Both high- and low-impact weight-bearing exercise is essential for bone health. High-impact options include team sports like basketball, as well as strength training, running, jumping rope, jumping jacks, or a vigorous yoga practice. Some low-impact options are walking, elliptical machines, and stairclimbing.
Strength training, in particular, is helpful for building sturdier bones. As they get older, women especially lose upper-body muscle mass, and challenging the muscles counteracts that loss.
Gruber notes the difference in bone health between a triathlon runner who doesn’t strength train and one who does. “You expect them both to be healthy, but adding strength training makes a big difference to the bones and muscles,” he observes. “Cardiovascular health is distinct from musculoskeletal health.”
Most health clubs and gyms have an array of free weights and machines that make it easy to include strength training in your exercise routine. If you’re fracture-prone, work with a personal trainer to design a program that’s biomechanically correct. (For an at-home, no-equipment workout, see “The Minimalist Workout”.)

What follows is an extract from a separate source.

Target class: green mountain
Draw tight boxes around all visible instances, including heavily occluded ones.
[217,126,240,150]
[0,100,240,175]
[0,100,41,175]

And if you have a diagnosis of osteoporosis, take heart: It doesn’t have to mean a fracture is in your future.
Bone health can be positively influenced at any time of life when we make choices that truly support us.
Testing Bone Density
Some of the risk factors for fractures and osteoporosis are out of your control. These include Caucasian or Asian ethnicity, older age, thinness or small bones in women, a history of fractures, low body weight, primary relatives with osteoporosis, early menopause, rheumatoid arthritis, gastric- or intestinal-bypass surgery, hysterectomy with ovary removal, and thyroidectomy.
Factors that are within your control include smoking, alcohol consumption, a sedentary lifestyle, poor diet, and the long-term use of certain symptom-controlling medications, such as proton pump inhibitors, or PPIs.
Several tools can help you determine your personal risk of fracture, and they can motivate you to make nutrition and lifestyle adjustments. A bone-density test — also known as a dual energy x-ray absorptiometry (DXA) test — uses two low-dose beams of radiation to assess bone-mineral density. It’s the gold standard for diagnosing osteoporosis.
The International Society for Clinical Densitometry recommends DXA testing for women over 65, men over 70, anyone who has sustained a fracture after age 50, and anyone with a condition or who is on a medication associated with osteoporosis. The test is noninvasive and painless and usually takes less than 15 minutes.
If you’re at risk for osteoporosis, testing can go a long way in helping you take steps that can prevent the condition and the needless fractures it often produces. A low bone-density score is no reason to panic: Consider it a great motivator to increase weight-bearing exercises and eat more alkalizing foods.